For years, relentless semiconductor fabrication advances and escalating market pressures have made time-to-market and design reuse a continuing topic within the semiconductor industry. Clearly, decreasing a SOC's development time can simultaneously decrease time-to-market. The design reuse practice is similarly simple and understandable – design once, reuse many, many times. But, decreasing SOC design times and achieving design reuse has proven elusive, indeed.

Every 18 months, these manufacturing improvements have historically increased circuit densities by a factor of two – called *Moore's Law*. This allows a given-size semiconductor die significant increases in scope and function at negligible, incremented manufacturing cost. For example, over the past five years, semiconductor gate complexity has surged from 200,000 to 500,000 gates to well over 10 Million, even 25 million gates. This is an increase of up to 50X and is the principal reason designers can produce SOCs.

Simultaneous with this increase in capability, designers have attempted to decrease the design cycle duration for both initial and derivative designs. This is in direct response to competitive market pressures that demand designs in as little as half the time, and which require frequent revisions because of continuously reduced product life cycles and feature enhancements. See Table 1.

|                                         | 1997     | 1998  | 1999  | 2002   | Delta |
|-----------------------------------------|----------|-------|-------|--------|-------|
| Process Technology                      | 0.35m    | 0.25m | 0.18m | 0.13m  | ~7x   |
| Gate Count                              | 200-500K | 1-2M  | 4-6M  | 10-25M | ~50x  |
| Design Cycle (months)                   | 12-18    | 10-12 | 8-10  | 6-8    | ~2x   |
| <b>Derivative Design Cycle (Months)</b> | 6-8      | 4-6   | 2-4   | 2-3    | ~2x   |

Table 1. Increasing Complexity and Reduced Design Cycle TimesSource: Surviving the SOC Revolution, Chang et. al.

In summary, the math is very easy: designing semiconductors with fifty times the circuits in half the design time means 100 times the productivity, if you can achieve it. That's the

good news. The bad news is that this has proven to be an intractable goal. Worse, the proposition is becoming more difficult by the day, as complexity continues increasing and design cycles continue decreasing. The net effect is that time-to-market and core reuse are continuing casualties, along with product schedules and design efficiencies.

### **Shortening SOC Design Times**

To address the time-to-market issue, first consider the benefits of designing individual SOC cores and the final SOC in parallel. Here, enterprises would clearly have a significant opportunity to reduce design time since all design aspects, including SOC simulations (timing and performance analysis, etc.) occur in parallel.

This reduces the SOC design time to that of the longest-effort, single-element design. The element might be an individual SOC core or, perhaps, the SOC integration effort. Either way, development schedule risk becomes bounded – assuring a higher probability of a satisfactory SOC within an accelerated development schedule. This also allows more predictable scheduling. Since all the development is bounded and all design is done in parallel, problems are not solved in serial fashion. This means problems are detected and solved sooner. The design flows become very predictable.

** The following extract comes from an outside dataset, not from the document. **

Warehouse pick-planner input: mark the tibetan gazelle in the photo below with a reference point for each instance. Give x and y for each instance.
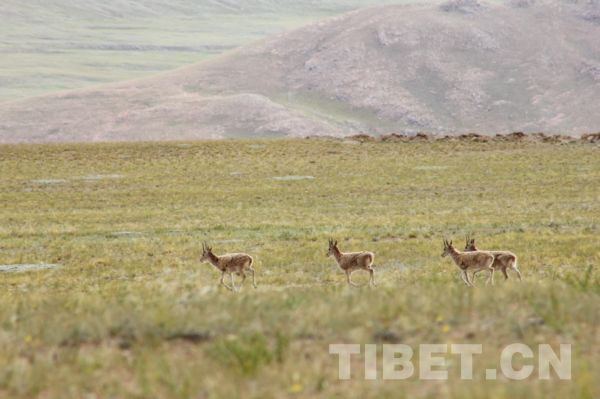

However, parallel development in this context mandates clearly defined divisions of responsibility for each core and shared SOC resources. That's because, cores would only perform their native functions without any system knowledge. For example, a PCI interface core or MPEG decompression core would perform native functions without having any specific knowledge of the SOC interconnect mechanism. Similarly, the interconnect mechanism would handle transport considerations such as arbitration, address mapping, and data movement, without knowledge of the functions any core provided. The good news here is that this methodology exists and has been well understood for years. Its name is *layering*.

Layering has been applied successfully to the network space to define responsibility levels at each layer. Each layer has its own functions and well-defined interface with other layers with which it interacts. The same is true for software. Each function or task has well defined functionality and interfaces. The layering approach has historically delivered excellent results in many different areas.

## Layering to the Rescue

Layering naturally decouples system-processing elements from the system they reside in. The elements might be software modules within a larger software program, or, more importantly to SOC designers, semiconductor cores within a SOC. In either instance, the principles are usually the same. It also turns out layering benefits are often the same:

- Reduced design cycles
- Simpler Validation
- Increased IP reuse

Layering enables design teams to partition a design effort into numerous activities that can proceed concurrently because they are minimally dependent. Narrowing the scope of a single activity usually increases the odds that its implementation is correct and more easily verified. This can dramatically accelerate final product delivery schedules.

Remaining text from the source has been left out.